Answer :
The period of a satellite that is orbiting the earth is given by,
[tex]T=2\pi\sqrt[]{\frac{r^3}{GM}}[/tex]Where G is the gravitational constant, M is the mass of the earth, and r is the radius of the satellite.
Let us assume that the period of the satellite is decreased to half its value.
Then the new period is given by,
[tex]\begin{gathered} T_n=\frac{T}{2} \\ =\frac{2\pi}{2}\sqrt[]{\frac{r^3}{GM}} \end{gathered}[/tex]On simplifying the above equation,
[tex]\begin{gathered} T_n=2\pi\sqrt[]{\frac{r^3}{4GM}} \\ =2\pi\sqrt[]{\frac{(\frac{r}{\sqrt[3]{4}})^3}{GM}} \\ =2\pi\sqrt[]{\frac{r^3_n}{GM}} \end{gathered}[/tex]Where r_n is the decreased radius of the orbit of the satellite.
The value of r_n is,
[tex]\begin{gathered} r_n=\frac{r}{\sqrt[3]{4}} \\ =0.63r \end{gathered}[/tex]Thus for the period of the satellite to be reduced to one-half of its initial value its radius should be reduced to 0.63 times its initial velue.
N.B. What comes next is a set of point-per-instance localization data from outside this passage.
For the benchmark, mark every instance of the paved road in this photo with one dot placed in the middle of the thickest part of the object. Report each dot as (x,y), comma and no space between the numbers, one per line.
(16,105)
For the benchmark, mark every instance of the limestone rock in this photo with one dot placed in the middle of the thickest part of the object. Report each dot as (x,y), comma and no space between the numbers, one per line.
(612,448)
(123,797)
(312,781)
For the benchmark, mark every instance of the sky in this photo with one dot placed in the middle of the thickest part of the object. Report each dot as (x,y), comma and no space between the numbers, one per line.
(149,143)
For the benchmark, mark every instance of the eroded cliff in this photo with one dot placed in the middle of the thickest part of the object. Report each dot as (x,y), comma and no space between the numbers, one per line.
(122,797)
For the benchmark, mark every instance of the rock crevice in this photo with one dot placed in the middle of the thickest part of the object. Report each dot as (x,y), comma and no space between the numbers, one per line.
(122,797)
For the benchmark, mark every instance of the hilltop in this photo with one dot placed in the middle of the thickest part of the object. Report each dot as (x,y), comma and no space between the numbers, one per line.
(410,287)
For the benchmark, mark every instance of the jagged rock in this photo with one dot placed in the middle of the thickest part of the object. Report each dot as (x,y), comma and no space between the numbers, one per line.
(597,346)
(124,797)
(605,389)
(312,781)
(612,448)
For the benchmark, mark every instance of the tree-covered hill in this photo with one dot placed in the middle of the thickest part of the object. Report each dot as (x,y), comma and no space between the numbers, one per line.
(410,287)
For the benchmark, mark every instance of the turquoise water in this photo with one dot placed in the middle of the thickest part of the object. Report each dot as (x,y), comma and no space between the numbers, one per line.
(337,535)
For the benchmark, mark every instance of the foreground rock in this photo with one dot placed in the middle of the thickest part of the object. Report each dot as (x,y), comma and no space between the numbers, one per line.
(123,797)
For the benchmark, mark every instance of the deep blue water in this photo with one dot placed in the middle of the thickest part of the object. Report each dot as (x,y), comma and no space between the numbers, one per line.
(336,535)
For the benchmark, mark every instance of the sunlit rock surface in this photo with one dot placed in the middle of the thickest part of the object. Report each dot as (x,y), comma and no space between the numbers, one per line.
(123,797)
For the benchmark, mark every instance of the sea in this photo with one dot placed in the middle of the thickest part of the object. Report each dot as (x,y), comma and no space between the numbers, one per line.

To calculate the percentage decrease of the radius,
[tex]\begin{gathered} P=\frac{r-r_n}{r}\times100 \\ =\frac{r-0.63r}{r}\times100 \\ =(1-0.63)100 \\ =37\% \end{gathered}[/tex]Therefore to reduce the orbital period of a satellite by a factor of one-half, its radius should be decreased by 37%.